地球人生のパスポート(5月24日)
24日午後、先日53歳の若さでこの世を去った、知人の女性のお別れ会に出席しましたが、彼女が、以前からご主人には、自分の地球人生のパスポートは、有効期限が59年だと言っていたと聞いて、いわく言い難い不思議なものを感じました。
20歳の時、台湾から来日した彼女は、縁あって、同じく菜食主義者だったご主人と結ばれ、彼の故郷である高知に移り住みました。
私との初めての出会いは、18年前、高知県の知事選挙に出馬するため、高知に越してきて間もない頃のことで、高知市内のある神社の前で、ご夫妻から、声をかけられました。
台湾出身の奥さまはもちろん、ご主人も中国語が堪能でしたので、知事になってからも、国際交流の活動や、中国出張の際の通訳の仕事などを通じて、おつきあいが深まりました。
その彼女が、余命いくばくもないと知ったのは、ごく最近のことで、聞いた時には、まさかと驚きましたが、緩和ケアの病棟を訪ねた時、いつもと変わらぬ明るさで出迎えてくれたのには、これまた驚かされました。
その際、突然襲った運命をそのまま受け入れて、死をまったく恐れない態度に、何と強い人なのかと感じ入りましたが、それと同時に、じめじめした別れにはしないという、彼女の優しさと心遣いも感じました。
それだけでも、十分にすごい人ですが、この日の式で、お別れの言葉を聞く中で、その思いはさらに強くなりました。
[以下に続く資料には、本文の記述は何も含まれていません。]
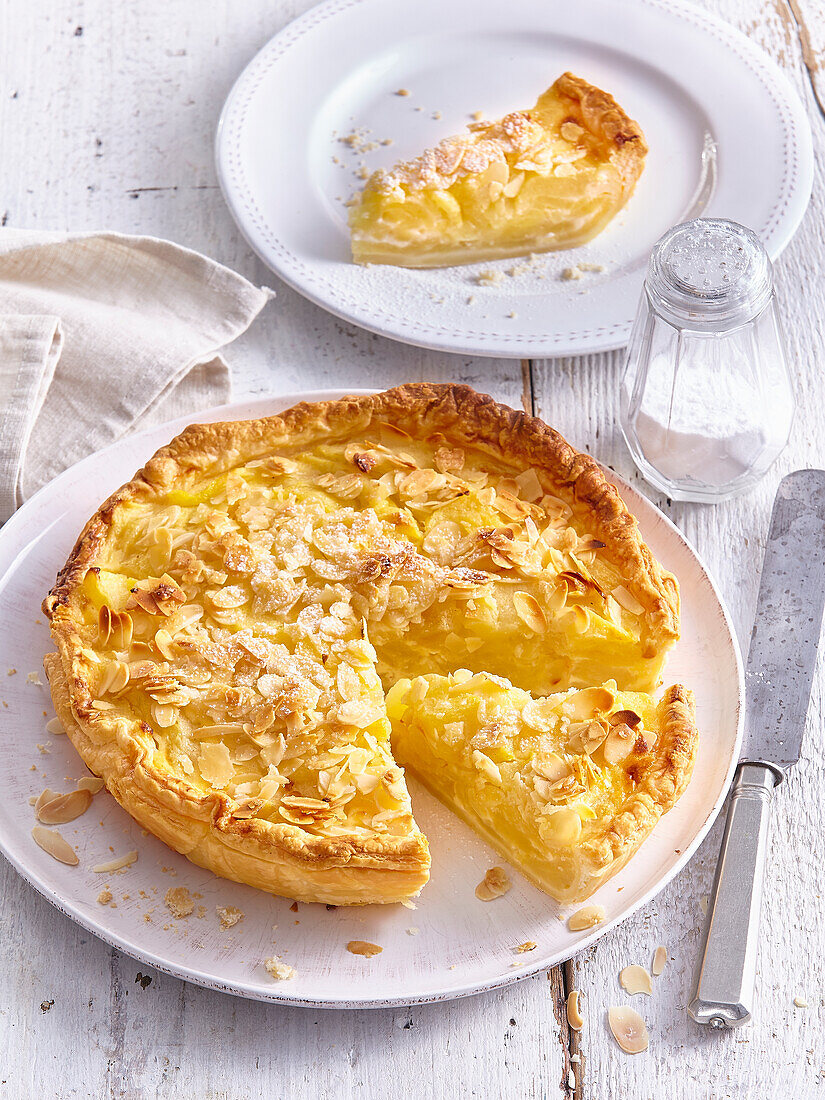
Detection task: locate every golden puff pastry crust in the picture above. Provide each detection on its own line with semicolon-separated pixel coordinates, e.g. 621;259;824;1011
43;383;685;906
348;72;648;267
「明日は何があるかわからないと言ってきた。だから、死を宣告されてもびっくりはしない」
「抗がん剤も飲まないし、痛み止めも飲まない。これまで元気で、病気の人の痛みを知らなかったから、その痛みがわかってよかった」
(医学生である女性に)「何か質問はないの。ガンの患者が目の前にいるのだから、絶好の機会でしょ」
いずれも、見舞客に語った彼女の言葉です。
最後に挨拶に立ったご主人は、ご自身が台北に留学をして、日本語の先生として、一定の成功をおさめた後、日本に帰国するにあたっての、エピソードを語り始めました。
台北で購入した車を手ばなしたところ、100万円で売れたため、彼は、それを元手に日本での暮らしを始めようと、奥さまに提案しました。
すると彼女は、台湾で得たお金は、台湾に寄付をして返しなさいと言います。
それでは、日本での暮らしが不安だという彼に対して、奥さまは、「神様が見てくれているから」と譲りませんでした。
やむを得ず、100万円を台湾に寄付して帰国したのですが、「神様は確かにいました。本当に困った時に、名前も明かさずに寄付をして下さる方が、何人もいたんです」と、彼はこの日初めて、声を詰まらせました。
さらに、ご主人は、初めて出会った頃から彼女が、「自分の地球人生のパスポートは、有効期限が59年だ」と言っていたことを、明かしてくれました。
それからすれば、彼女は、パスポートの有効期限を3年残して、地球人生を終えたことになりますが、その話を聞きながら、変な宗教的な意味ではなく、純粋に神様のような人ではなかったかと、不思議な思いに駆られました。